There is something of the colonial administrator’s self congratulation at his understanding of native culture in these oddly configured reissues of American blues and zydeco originally recorded for the French Maison de Blues and Polydor labels in the late 1960s and early 1970s. These recordings provide a lightly different look at the artists simply because they weren’t designed to be played on American radio, but in each case the featured musician finds a way to let the listener know who’s really in charge.

T-Bone Walker was living in Paris when Good Feelin’ was recorded in 1968 for French Polydor with a band of players the guitarist met in France. Though Walker was in his declining years the session is a spirited romp highlighted by an emotionally charged performance from saxophonist Manu DiBango.

Peter “Memphis Slim” Chatman had been living in Paris since 1962 when the Buddy Guy/Junior Wells band hit town on tour with the Rolling Stones. This hastily assembled session lived up to the album’s title South Side Reunion. Though the producers didn’t even see fit to credit Wells as an equal part in this reunion, once the band started rolling, nothing mattered but the music. Despite the fact that Guy was one of the best known blues guitarists at the time, Chatman established the pecking order with one of his trademark toasting numbers, “Good Time Charley Brown” and with his outright challenge to Muddy Waters on “Rolling and Tumbling.”

Producer Philippe Rault uses the notes on Clifton Chenier’s Frenchin’ the Boogie to insult accordion music, explain to the listeners that zydeco is “beans music” and worry over Chenier’s French (“Think Quebecois, but three notches up in terms of colloquialisms”). It’s not surprising that he refers to Chenier’s truculence in the studio, but Chenier gives him what he wanted here, a collection of blues and R&B tunes sung in French, some rock ’n’ roll songs and a version of “Laissez Les Bons Temps Rouler.” Chenier is clearly aware he’s singing to an audience of French tourists even though the record was recorded in Louisiana with Cleveland Chenier on rubboard, Paul Sinegal on guitar, Robert Peter on drums and Buckwheat Zydeco on keyboards. Maybe that’s because Rault came up with the brilliant idea of using members of Louisiana Leroux’s rhythm section to back up Chenier’s band.

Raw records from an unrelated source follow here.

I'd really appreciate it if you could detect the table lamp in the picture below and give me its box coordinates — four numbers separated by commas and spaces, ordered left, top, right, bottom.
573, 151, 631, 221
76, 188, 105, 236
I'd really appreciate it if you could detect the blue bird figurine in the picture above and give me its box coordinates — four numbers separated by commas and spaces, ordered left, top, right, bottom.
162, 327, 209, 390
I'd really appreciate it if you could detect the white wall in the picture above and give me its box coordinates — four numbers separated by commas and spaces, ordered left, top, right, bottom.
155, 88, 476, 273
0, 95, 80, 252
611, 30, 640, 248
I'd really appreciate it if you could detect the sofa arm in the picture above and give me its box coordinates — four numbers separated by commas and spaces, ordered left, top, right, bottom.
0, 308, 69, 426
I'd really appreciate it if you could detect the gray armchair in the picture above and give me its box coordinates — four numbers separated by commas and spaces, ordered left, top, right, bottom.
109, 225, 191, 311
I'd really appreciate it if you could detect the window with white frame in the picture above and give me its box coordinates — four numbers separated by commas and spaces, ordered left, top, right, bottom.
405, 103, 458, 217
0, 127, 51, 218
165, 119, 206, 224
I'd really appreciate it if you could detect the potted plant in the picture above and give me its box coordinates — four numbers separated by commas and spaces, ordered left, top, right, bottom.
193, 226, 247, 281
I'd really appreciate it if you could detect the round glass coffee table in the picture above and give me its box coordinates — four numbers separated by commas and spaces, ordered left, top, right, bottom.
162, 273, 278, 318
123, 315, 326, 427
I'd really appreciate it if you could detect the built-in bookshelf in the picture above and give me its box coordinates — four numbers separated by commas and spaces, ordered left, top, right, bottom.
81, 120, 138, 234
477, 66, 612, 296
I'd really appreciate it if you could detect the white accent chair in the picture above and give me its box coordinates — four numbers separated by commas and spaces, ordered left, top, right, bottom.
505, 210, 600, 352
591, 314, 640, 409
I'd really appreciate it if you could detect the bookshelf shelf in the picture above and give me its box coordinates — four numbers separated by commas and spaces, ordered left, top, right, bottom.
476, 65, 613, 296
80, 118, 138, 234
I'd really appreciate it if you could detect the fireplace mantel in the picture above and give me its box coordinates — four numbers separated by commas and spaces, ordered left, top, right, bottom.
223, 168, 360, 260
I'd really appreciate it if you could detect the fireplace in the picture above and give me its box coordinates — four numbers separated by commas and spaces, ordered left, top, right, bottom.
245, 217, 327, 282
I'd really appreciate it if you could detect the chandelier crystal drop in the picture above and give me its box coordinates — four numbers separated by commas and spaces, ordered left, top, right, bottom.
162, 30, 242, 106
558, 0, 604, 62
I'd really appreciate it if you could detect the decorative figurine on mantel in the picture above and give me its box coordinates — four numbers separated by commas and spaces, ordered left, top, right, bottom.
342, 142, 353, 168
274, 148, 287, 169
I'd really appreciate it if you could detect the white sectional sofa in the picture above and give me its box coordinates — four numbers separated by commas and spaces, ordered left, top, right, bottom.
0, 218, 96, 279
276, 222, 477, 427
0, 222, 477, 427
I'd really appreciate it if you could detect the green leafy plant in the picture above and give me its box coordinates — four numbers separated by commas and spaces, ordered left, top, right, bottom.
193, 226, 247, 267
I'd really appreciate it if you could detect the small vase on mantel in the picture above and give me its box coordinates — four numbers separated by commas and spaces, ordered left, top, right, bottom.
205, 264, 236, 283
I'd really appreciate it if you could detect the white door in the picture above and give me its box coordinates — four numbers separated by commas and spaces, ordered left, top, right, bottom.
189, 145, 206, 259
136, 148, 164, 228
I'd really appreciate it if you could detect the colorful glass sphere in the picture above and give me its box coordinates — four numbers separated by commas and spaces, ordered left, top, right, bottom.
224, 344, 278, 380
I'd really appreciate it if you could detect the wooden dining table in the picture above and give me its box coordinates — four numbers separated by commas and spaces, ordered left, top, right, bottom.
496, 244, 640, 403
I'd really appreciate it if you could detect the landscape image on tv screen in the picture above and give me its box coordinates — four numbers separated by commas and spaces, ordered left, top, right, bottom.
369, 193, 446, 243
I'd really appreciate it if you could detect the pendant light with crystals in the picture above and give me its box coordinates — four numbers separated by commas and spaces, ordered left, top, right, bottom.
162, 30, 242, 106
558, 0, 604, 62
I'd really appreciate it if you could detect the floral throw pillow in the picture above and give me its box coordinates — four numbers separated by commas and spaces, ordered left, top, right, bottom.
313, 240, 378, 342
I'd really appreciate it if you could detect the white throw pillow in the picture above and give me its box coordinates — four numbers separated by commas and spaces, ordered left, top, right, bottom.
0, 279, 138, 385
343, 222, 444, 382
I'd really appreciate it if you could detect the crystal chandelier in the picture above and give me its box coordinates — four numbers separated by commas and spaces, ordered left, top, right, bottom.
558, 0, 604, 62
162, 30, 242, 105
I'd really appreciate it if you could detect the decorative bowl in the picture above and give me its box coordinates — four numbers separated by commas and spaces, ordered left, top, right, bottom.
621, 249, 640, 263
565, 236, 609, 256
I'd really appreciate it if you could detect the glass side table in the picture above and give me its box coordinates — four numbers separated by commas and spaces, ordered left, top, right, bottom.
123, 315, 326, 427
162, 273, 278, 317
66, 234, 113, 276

Clarence “Gatemouth” Brown was notoriously hostile toward guitarists he felt were his inferiors, particularly Guitar Slim (“He died trying to be me”) and Chuck Berry, who he regularly described as a clown. He held most rock guitarists in particular disdain, which makes his meeting with Canned Heat’s Henry Vestine on Gate’s On the Heat especially interesting. Brown’s guitar playing, heard to good effect elsewhere on the album, is distinguished by a deep, resonant clarity of tone and a swinging articulation of the flow of notes. But on the title track, Vestine is on guitar and Gate is on violin and Vestine’s heavily distorted, loud and arpeggiated technique annoyed Brown, who had an exchange with Vestine in the studio that almost scuttled the session.

The DVD Canned Heat Live at Montreux offers a visual adjunct to this clash of cultures as Brown joins Canned Heat mid-set and repeatedly silences the band during the performance to engage the crowd singlehandedly. Clearly one of the qualities than enabled Canned Heat to effectively back the wide range of bluesmen they played with was the ability to avoid taking musical insults personally.